Again, at the end of the exchange between the man born blind and the Pharisees, we see what our twenty-first-century eyes cannot perceive. With no small amount of irony, the man who had spent his whole life in darkness began to lecture the religious experts about sin. “We know that God does not listen to sinners,” he said, “but he does listen to one who worships him and obeys his will.” The Pharisees rejected not the man’s argument but the one making it: “You were born entirely in sins, and are you trying to teach us?” To them, a man born blind was truly a lost cause. They didn’t need to know who sinned, this man or his parents. What was certain to them was that this man’s life was defined by sin and the darkness that came with it.

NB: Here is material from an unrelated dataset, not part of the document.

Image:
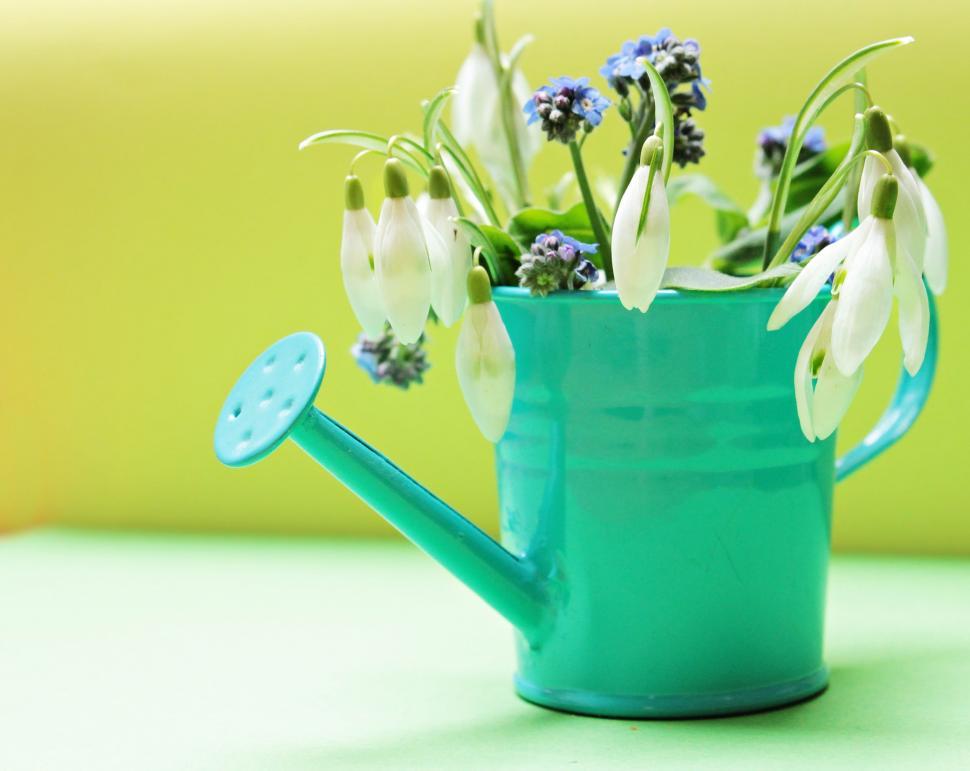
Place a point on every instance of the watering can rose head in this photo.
(473, 228)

Keep in mind what the world thought about a man born blind, and ask yourself what it means that salvation would come to him. What does it say about how God works that healing and true sightedness—the kind of sightedness that in the bible represents salvation—come not to the Pharisees but to a beggar who had been blind since his birth? What did the blind man do to deserve his sight? He did not ask Jesus to heal him. He did not profess his faith in Jesus before the mud-paste was spread on his eyes. In fact, even after he had been healed, he didn’t know anything about Jesus except his name. He was just a blind, good-for-nothing beggar. The Pharisees, on the other hand, were the religious leaders that everyone looked up to. They were the ones who not only kept the law but went beyond what was required of them, dedicating their whole lives to God. “Surely we are not blind, are we?” they asked Jesus, genuinely confused about the nature of salvation itself. “If you were blind, you would not have sin,” Jesus replied. “But now that you say, ‘We see,’ your sin remains.”

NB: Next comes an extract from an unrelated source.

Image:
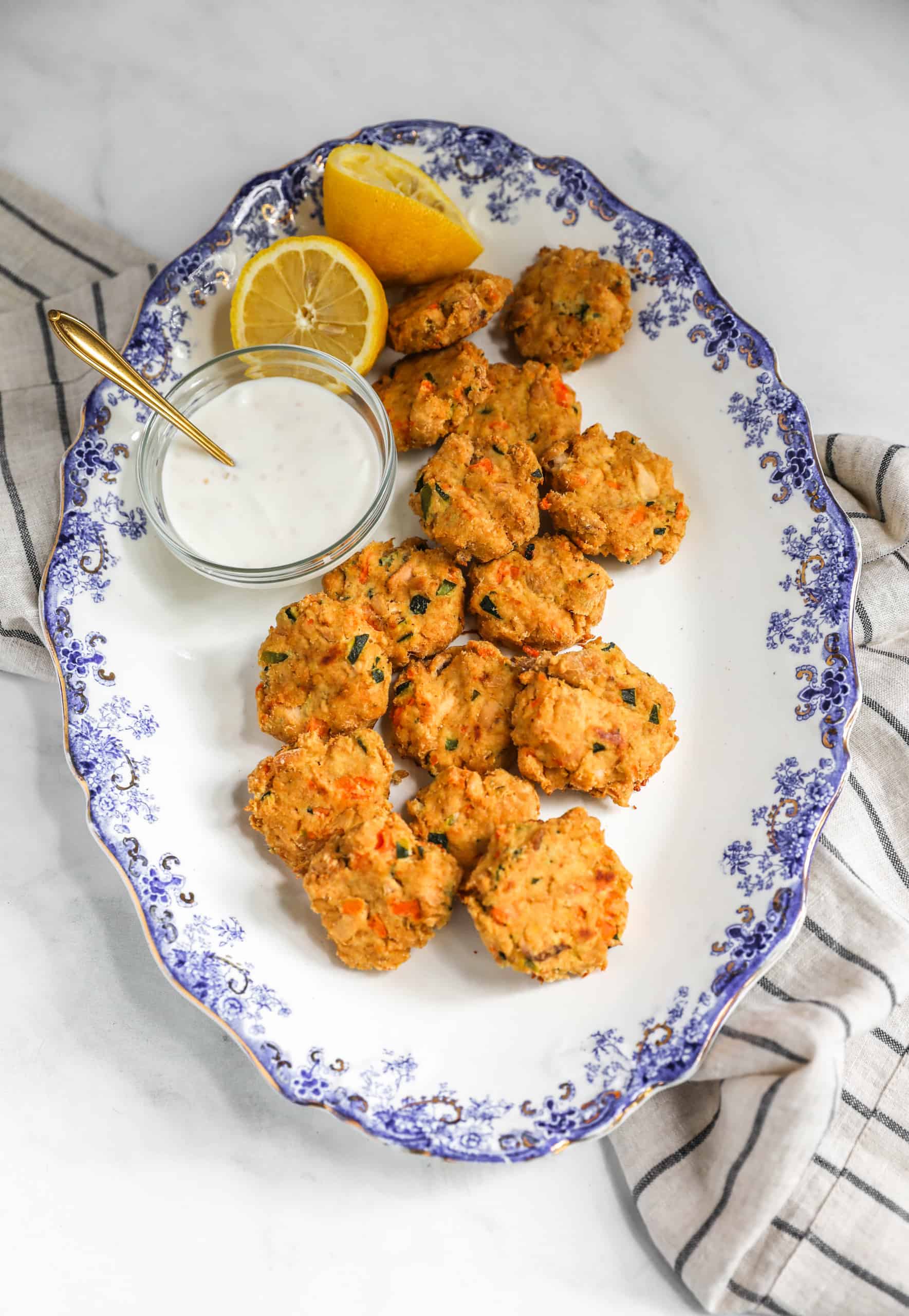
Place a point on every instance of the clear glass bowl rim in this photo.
(315, 562)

This miracle story isn’t about a man who was born blind receiving his sight. And it isn’t even about a controversial rabbi performing a miracle on the sabbath. This is about two diametrically opposed schools of thought hurtling towards each other, and it’s about us deciding which one will govern our lives. On the one hand, there’s the belief that salvation comes to those who deserve it, that God loves those who love him, and that God saves those who have proven themselves worthy of that salvation. And then there’s the belief that God’s salvation is revealed first and foremost to those who haven’t earned it; that God loves us regardless of whether we love him back and regardless of whether we love our neighbors as ourselves; and that the light salvation comes to those who don’t deserve it one bit. It can’t be both. We have to choose. We have to choose which truth will govern our lives. Will we believe in the salvation that Jesus represents, or will we choose the option that makes sense to us—the way that says that people get what they deserve?
The hardest thing about following Jesus is giving up our need to be rewarded for our hard work. The hardest thing about being a Christian is abandoning our hope to be recognized for what we have done. For our whole lives, we have been told that hard work pays off, that trying our best is what counts, and Jesus comes to show us that that just isn’t true. Salvation comes not to those who know that they are holy but to sinners who know that they need God’s help. That’s the true power of unconditional love, but has that love taken hold in our lives?
Jesus doesn’t see a blind sinner, begging on the side of the road. He sees a vessel for God’s grace. What do we see? In the man with the cardboard sign, sitting by the entrance to the grocery store, what do we see? In the mother with five children, using food stamps and a disability check to pay for her groceries, what do we see? In the guy who staggers toward the checkout, clutching a six-pack of malt liquor under his arm, what do we see? In the man or woman who passes them by, offering nothing but a condemnatory thought, when we look at that person in the mirror, what do we see? Do we see a lost cause or a vessel for God’s grace? I know what Jesus sees. Will we see it, too?